Noce

Z BystrzeWiki
Skocz do: nawigacji, wyszukiwania
Noce to jedna z bardziej znanych rzek we Włoszech, klasyk regionu Trentino. Powstaje z połączenia Noce Bianco oraz Vermigliany. Noce jest rzeką lodowcową, można ją pływać już w maju (jeśli maj jest ciepły to trafimy na HW, w lipcu raczej HW, sierpień i początek września MW i LW). Można pływać także dopływ Noce: Rabbies, ale ponoć rzadko jest tam woda. Jeśli jedzie się ze słabszą ekipą, to można pojechać w okresie późnego sierpnia i wczesnego września (raczej pewne LW i możliwe MW). Jeśli ma się lepszą ekipę: wtedy maj, czerwiec, lipiec - duża szansa na wodę na Vermiglianie i Noce Bianco. Noce Bianco i Vermigliana są dosyć wrażliwe na opady. Wodę można tam trafić nawet po jednodniowym deszczu we wrześniu.
Rzeki w okolicy


Spis treści

Odcinki rzeki

Górne Noce


Na początku tor slalomowy. Tor dosyć fajny, zakończony 2-3 metrowym slajdo-dropem (kiedyś był tam drop, za którym tworzył się nieprzyjemny odwój o głębokiej cyrkulacji, obecnie (2013) raczej slajd z odwojem po prawej, płynięcie raczej z lewej). Przy peglu 0.9 m (HW) tor jest dosyć szybki, cofki są mocne a większość kamieni jest przylanych. Przy 0.4 (LW) odcinek toru jest o wiele łatwiejszy, cofki są wyraźne i nie ciągną tak mocno.
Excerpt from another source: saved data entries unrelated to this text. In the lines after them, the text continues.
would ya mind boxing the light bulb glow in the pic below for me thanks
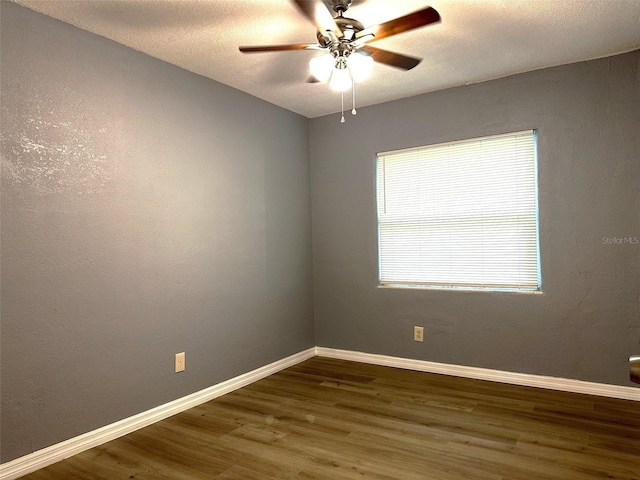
[348,52,374,82]
[329,66,352,91]
[309,53,334,82]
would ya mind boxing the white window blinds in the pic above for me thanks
[377,130,540,291]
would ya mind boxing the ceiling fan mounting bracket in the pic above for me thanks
[329,0,353,14]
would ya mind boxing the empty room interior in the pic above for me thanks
[1,0,640,478]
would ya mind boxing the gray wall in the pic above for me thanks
[310,50,640,387]
[0,2,314,463]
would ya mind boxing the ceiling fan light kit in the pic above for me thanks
[239,0,441,123]
[315,50,373,79]
[310,51,373,90]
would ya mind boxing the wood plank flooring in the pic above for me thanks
[21,357,640,479]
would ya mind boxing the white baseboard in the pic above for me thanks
[315,347,640,402]
[3,346,638,480]
[0,348,316,480]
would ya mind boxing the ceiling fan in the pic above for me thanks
[239,0,440,121]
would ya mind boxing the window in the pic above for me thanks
[376,130,540,292]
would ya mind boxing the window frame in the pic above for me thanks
[375,130,542,293]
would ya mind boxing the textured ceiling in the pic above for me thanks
[14,0,640,118]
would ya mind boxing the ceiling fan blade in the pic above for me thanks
[239,43,317,53]
[292,0,343,38]
[360,45,422,71]
[357,6,440,43]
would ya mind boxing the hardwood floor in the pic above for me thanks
[22,357,640,479]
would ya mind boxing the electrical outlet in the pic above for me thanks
[414,326,424,342]
[175,352,186,373]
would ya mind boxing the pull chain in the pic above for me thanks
[340,89,345,123]
[351,77,357,115]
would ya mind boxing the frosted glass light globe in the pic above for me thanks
[349,52,374,82]
[329,67,352,91]
[309,54,334,82]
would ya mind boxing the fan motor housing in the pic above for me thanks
[316,16,364,47]
[335,16,364,33]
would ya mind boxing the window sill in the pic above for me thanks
[378,284,543,294]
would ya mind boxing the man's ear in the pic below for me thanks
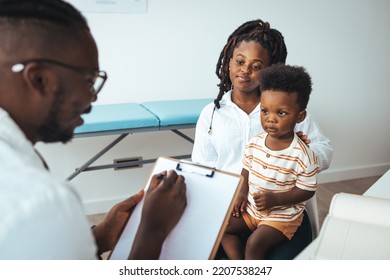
[21,63,57,97]
[297,110,306,123]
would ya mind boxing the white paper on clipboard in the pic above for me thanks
[109,156,243,260]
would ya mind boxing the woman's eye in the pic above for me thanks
[236,59,244,65]
[252,65,261,70]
Tuż za torem (za slajdo-dropem, pod mostem, znajduje się duża cofka na lewym brzegu) zaczyna się katarakta z dużymi falami, charakterystyczny zakręt rzeki w prawo, potem w lewo. Przy peglu 0.9 m ciągłe WW 4, szybko, wielkie fale, kilka stoperów. Po kabinie bardzo trudno się wyłowić. Przy peglu 0.4 m rzeka wytraca swoją moc i ten odcinek jest o wiele łatwiejszy, pokazuje się więcej kamieni, w zasadzie znikają stopery, WW 3.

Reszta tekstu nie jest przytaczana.